I’m about to direct you to the best parenting instructions ever. I mean, these instructions won’t change your life, and whatever parenting struggles you have now you’ll still have after reading it. But read it anyway, because the best thing we parents can ever be reminded of — and we should promise to remind each other of this every now and then — is that kids are supposed to do that, and you’re not the only one this is happening to.
Writing for Deadspin, Drew Magary shares the nine things he learned at what he calls “Shitty Parents Anonymous,” a fancy parenting class in D.C. Best of all, he reveals that even the parenting “experts” suck at this stuff. So that’s really kind of good news.

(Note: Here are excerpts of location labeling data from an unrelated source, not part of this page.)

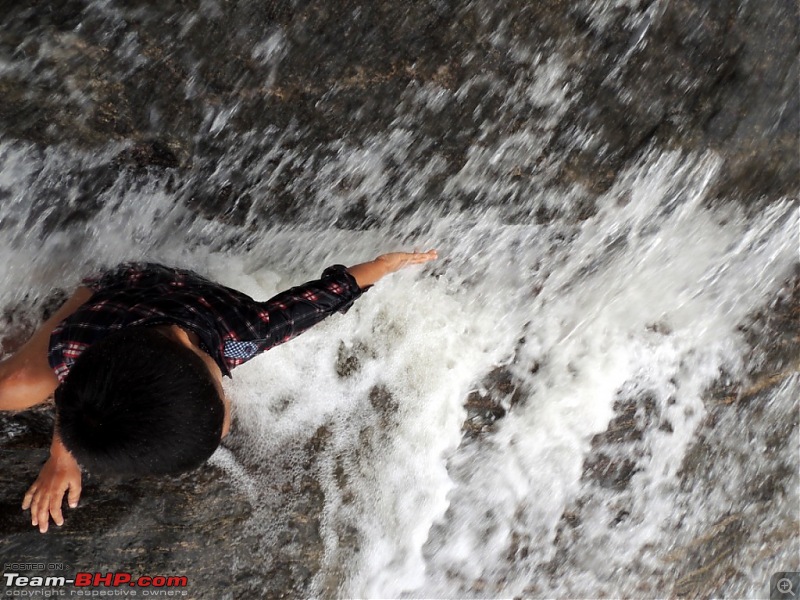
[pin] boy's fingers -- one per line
(43, 514)
(26, 500)
(74, 494)
(55, 508)
(35, 510)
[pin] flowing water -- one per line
(639, 302)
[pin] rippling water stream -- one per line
(596, 319)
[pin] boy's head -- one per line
(140, 402)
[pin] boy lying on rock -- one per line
(136, 358)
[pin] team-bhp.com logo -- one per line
(93, 585)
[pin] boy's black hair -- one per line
(138, 402)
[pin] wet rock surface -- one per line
(172, 88)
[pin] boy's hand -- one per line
(367, 274)
(59, 474)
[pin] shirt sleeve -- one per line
(292, 312)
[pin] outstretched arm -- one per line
(368, 273)
(26, 379)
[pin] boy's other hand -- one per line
(59, 474)
(366, 274)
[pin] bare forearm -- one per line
(368, 273)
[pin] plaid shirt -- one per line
(232, 327)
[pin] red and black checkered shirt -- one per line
(232, 327)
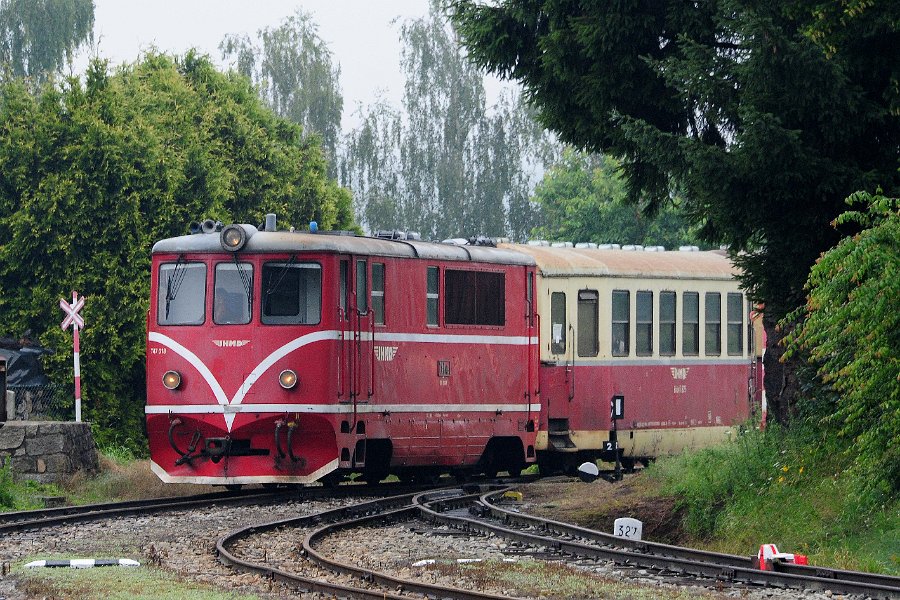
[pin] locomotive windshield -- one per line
(292, 293)
(181, 293)
(234, 293)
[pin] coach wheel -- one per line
(331, 480)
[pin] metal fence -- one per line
(50, 402)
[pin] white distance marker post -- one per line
(74, 319)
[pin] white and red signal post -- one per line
(76, 321)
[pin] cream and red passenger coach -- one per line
(288, 357)
(668, 331)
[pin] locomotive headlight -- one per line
(233, 238)
(171, 380)
(287, 379)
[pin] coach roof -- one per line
(288, 242)
(587, 262)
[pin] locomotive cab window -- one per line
(621, 322)
(233, 297)
(378, 292)
(292, 293)
(643, 345)
(181, 294)
(432, 296)
(558, 323)
(588, 323)
(474, 298)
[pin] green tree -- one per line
(763, 129)
(445, 165)
(37, 37)
(92, 173)
(292, 66)
(582, 199)
(850, 329)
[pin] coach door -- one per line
(357, 332)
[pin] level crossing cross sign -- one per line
(71, 311)
(76, 321)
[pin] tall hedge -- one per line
(850, 331)
(93, 172)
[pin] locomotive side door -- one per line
(357, 333)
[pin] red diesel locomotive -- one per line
(289, 357)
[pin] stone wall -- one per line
(48, 451)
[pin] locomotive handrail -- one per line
(371, 315)
(574, 343)
(341, 317)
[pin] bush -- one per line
(850, 331)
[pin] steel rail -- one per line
(746, 562)
(642, 556)
(393, 508)
(35, 519)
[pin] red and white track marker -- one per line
(76, 321)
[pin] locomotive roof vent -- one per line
(396, 234)
(205, 226)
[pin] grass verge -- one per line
(792, 489)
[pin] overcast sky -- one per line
(362, 36)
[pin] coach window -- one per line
(713, 313)
(362, 289)
(643, 344)
(558, 323)
(735, 332)
(378, 292)
(667, 323)
(621, 322)
(588, 323)
(292, 293)
(181, 294)
(432, 296)
(690, 324)
(233, 293)
(474, 298)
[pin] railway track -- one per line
(478, 510)
(32, 519)
(490, 517)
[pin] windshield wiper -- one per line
(245, 280)
(173, 282)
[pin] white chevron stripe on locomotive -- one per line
(229, 408)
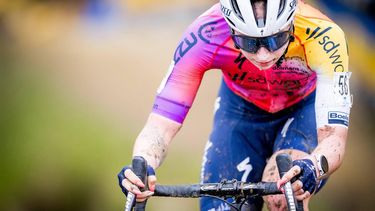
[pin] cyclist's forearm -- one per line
(332, 142)
(152, 143)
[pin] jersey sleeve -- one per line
(327, 54)
(192, 57)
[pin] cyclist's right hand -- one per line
(128, 181)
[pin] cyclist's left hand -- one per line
(303, 173)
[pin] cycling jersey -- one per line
(317, 59)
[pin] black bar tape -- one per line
(186, 191)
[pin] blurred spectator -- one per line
(361, 10)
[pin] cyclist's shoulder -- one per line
(312, 23)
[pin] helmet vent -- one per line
(236, 9)
(226, 18)
(261, 21)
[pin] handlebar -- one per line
(224, 189)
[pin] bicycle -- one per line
(237, 190)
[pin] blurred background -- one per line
(78, 78)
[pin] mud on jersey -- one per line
(317, 59)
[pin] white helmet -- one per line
(240, 16)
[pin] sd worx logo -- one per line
(329, 46)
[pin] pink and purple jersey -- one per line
(317, 56)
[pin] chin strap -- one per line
(282, 58)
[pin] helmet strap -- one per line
(282, 58)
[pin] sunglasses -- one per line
(253, 44)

Here are my three favorite bits from a really great list. Caution: his language is salty so this is an opt-in kind of thing:
Never repeat yourself.
The second you repeat yourself, you’re dead. The kid will just be like, “Hey, I can just sit here and dad will say the same shit over and over again. COOL.” Kids think this way because they’re evil. Say it once. If the kids don’t act, take them by the hand and guide them to their task. This piece of advice caused me to ask a question:
ME: What if your kid is naked on the floor and screaming her fucking head off and you literally can’t take her by the hand and guide her to the sink to brush her teeth?

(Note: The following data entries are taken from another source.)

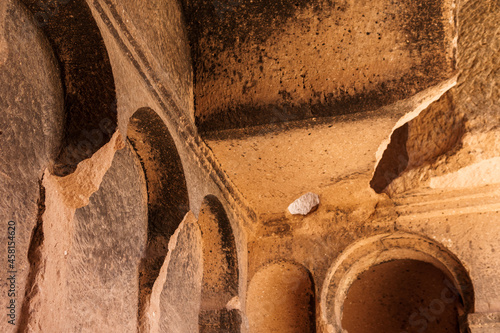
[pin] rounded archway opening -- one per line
(402, 296)
(422, 256)
(167, 193)
(220, 270)
(281, 299)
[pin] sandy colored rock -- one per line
(305, 204)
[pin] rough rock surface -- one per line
(109, 241)
(181, 293)
(305, 204)
(31, 122)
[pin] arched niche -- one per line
(108, 244)
(31, 131)
(168, 200)
(402, 296)
(281, 298)
(89, 89)
(402, 249)
(220, 269)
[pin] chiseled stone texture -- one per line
(181, 295)
(31, 104)
(109, 240)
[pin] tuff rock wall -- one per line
(150, 151)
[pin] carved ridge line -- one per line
(163, 96)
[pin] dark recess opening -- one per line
(220, 269)
(402, 296)
(168, 200)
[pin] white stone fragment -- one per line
(305, 204)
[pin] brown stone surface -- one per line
(281, 299)
(398, 136)
(181, 293)
(31, 123)
(388, 298)
(110, 236)
(259, 62)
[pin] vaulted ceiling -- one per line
(259, 62)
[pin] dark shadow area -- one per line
(89, 89)
(281, 298)
(220, 269)
(399, 296)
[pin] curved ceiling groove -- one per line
(90, 101)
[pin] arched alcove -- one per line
(31, 131)
(220, 269)
(107, 246)
(402, 296)
(89, 89)
(389, 258)
(281, 298)
(168, 200)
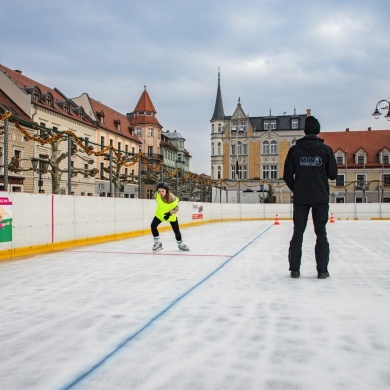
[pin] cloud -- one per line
(275, 55)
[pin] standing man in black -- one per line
(308, 167)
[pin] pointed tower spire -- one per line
(218, 110)
(145, 103)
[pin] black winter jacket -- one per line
(308, 167)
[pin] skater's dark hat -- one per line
(163, 185)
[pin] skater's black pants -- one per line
(320, 219)
(175, 228)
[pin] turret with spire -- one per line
(218, 110)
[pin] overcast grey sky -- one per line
(331, 56)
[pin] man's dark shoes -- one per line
(323, 275)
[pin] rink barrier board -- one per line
(46, 222)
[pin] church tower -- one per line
(218, 125)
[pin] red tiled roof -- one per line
(25, 82)
(144, 112)
(110, 118)
(8, 105)
(350, 142)
(145, 103)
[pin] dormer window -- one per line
(66, 107)
(270, 124)
(340, 157)
(36, 95)
(100, 116)
(384, 156)
(49, 99)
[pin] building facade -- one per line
(251, 148)
(363, 166)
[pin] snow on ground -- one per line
(225, 315)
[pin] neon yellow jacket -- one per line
(164, 207)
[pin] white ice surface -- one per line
(225, 315)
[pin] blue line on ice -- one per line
(153, 319)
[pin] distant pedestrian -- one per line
(167, 208)
(308, 167)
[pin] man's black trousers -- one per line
(320, 218)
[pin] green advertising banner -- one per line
(5, 220)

Accept that your children are going to do annoying shit.
We were told there was a list out there that detailed typical behaviors for children based upon their age. Two-year-olds will throw things. Five-year-olds will break things. There are certain annoying facets of children that are simply the cost of doing business, and accepting that makes it a little bit easier to tolerate it when your kid is spitting in your goddamn ear.
The only person you really have any control over is yourself.

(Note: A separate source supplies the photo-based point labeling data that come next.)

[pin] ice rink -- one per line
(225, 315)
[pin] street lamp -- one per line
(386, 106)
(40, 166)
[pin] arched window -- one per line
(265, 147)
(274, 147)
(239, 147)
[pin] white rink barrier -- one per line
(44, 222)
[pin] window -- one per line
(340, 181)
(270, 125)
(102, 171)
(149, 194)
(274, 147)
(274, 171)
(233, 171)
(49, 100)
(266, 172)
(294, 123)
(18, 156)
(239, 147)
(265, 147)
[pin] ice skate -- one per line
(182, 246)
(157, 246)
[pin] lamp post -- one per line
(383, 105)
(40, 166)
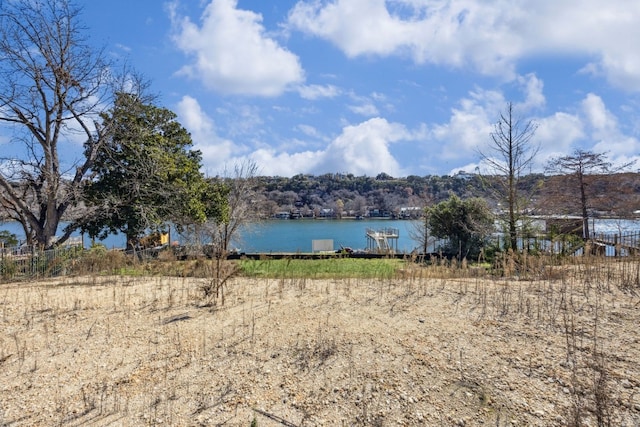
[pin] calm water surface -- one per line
(297, 235)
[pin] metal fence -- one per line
(27, 262)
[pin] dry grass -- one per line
(439, 345)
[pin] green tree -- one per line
(510, 157)
(145, 175)
(464, 223)
(54, 84)
(8, 239)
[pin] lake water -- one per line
(297, 235)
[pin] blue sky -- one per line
(405, 87)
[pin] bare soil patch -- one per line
(294, 352)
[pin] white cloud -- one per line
(361, 149)
(365, 109)
(364, 149)
(606, 132)
(557, 134)
(231, 53)
(313, 92)
(490, 35)
(215, 150)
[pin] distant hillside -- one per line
(333, 194)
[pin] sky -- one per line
(404, 87)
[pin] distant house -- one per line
(410, 212)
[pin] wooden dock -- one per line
(629, 242)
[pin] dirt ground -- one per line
(417, 350)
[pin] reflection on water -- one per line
(297, 235)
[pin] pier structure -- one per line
(383, 240)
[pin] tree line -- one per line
(138, 170)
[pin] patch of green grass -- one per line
(323, 268)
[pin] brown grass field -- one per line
(427, 347)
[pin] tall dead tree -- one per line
(54, 85)
(509, 156)
(579, 170)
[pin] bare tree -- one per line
(54, 85)
(240, 188)
(510, 156)
(580, 168)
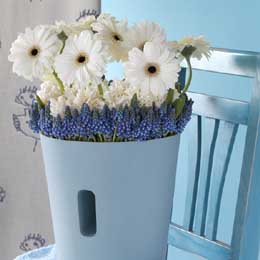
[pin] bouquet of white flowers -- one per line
(76, 102)
(109, 200)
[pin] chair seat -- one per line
(45, 253)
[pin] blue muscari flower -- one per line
(34, 117)
(129, 123)
(106, 122)
(74, 123)
(66, 123)
(185, 118)
(46, 120)
(57, 128)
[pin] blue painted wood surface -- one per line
(195, 136)
(246, 233)
(211, 143)
(198, 245)
(224, 147)
(210, 126)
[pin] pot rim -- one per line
(164, 139)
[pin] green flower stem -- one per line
(190, 76)
(60, 84)
(114, 135)
(39, 101)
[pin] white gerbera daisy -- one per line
(34, 51)
(118, 94)
(144, 32)
(82, 60)
(47, 91)
(154, 70)
(202, 47)
(77, 27)
(113, 34)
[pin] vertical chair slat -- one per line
(246, 231)
(224, 147)
(194, 169)
(211, 127)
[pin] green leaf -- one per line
(39, 101)
(179, 105)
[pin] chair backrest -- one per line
(209, 161)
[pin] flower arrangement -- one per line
(76, 101)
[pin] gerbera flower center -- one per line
(82, 58)
(152, 70)
(117, 37)
(34, 51)
(141, 46)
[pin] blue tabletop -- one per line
(45, 253)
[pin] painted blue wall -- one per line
(229, 24)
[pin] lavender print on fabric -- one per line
(20, 119)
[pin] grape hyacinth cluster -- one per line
(129, 123)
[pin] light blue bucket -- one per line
(111, 201)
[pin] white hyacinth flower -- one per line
(82, 60)
(34, 51)
(88, 96)
(47, 91)
(148, 98)
(58, 106)
(119, 94)
(202, 47)
(144, 32)
(113, 34)
(77, 27)
(155, 69)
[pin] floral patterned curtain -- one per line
(25, 221)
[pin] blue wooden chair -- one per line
(209, 164)
(210, 157)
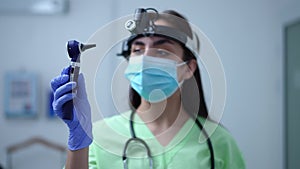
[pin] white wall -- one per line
(247, 35)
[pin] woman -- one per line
(166, 100)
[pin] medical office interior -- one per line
(252, 39)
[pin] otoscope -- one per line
(75, 49)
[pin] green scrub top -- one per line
(188, 149)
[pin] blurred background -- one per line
(251, 37)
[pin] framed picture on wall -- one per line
(20, 95)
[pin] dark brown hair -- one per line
(192, 90)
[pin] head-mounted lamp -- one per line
(144, 24)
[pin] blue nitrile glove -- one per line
(80, 127)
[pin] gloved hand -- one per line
(80, 128)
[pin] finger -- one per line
(66, 71)
(81, 91)
(59, 81)
(57, 104)
(64, 89)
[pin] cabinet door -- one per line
(292, 90)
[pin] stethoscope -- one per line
(134, 138)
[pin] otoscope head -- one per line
(75, 48)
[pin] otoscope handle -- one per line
(68, 106)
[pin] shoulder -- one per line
(226, 149)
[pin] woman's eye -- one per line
(163, 52)
(137, 51)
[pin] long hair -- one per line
(192, 90)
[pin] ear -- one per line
(191, 67)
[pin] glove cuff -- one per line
(79, 138)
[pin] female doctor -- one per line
(164, 128)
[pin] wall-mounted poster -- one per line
(20, 98)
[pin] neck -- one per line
(164, 115)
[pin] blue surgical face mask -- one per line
(155, 79)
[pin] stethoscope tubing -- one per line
(134, 138)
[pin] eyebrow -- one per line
(156, 43)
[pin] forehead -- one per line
(154, 41)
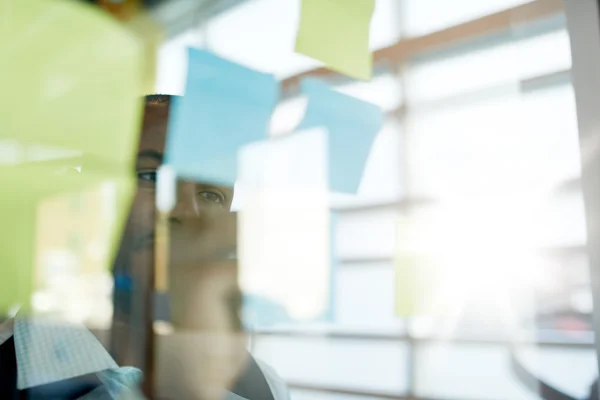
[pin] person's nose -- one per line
(186, 206)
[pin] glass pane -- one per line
(426, 16)
(344, 363)
(481, 68)
(260, 48)
(511, 142)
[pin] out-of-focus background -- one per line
(480, 140)
(477, 167)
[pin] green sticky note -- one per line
(57, 224)
(336, 32)
(71, 81)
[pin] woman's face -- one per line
(203, 290)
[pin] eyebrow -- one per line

That’s pretty much the beginning and end of this. There’s only so much you can control with your kids, and it’s best to praise them when they do what you want instead of berating them for the times when they fail to act. You’re never gonna get them to do everything you want at all times. They aren’t programmed that way (even though they ought to be). You have to learn to tolerate some of their bullshit, and then be firm and friendly in the face of extraordinary rebellion. It isn’t easy, and I’m probably gonna have to take a lot more classes just to fail less. But trying is the most important part. Now if you’ll excuse me, I have to go tell my kid to stop throwing baseballs at the TV set.
I feel like a better parent already.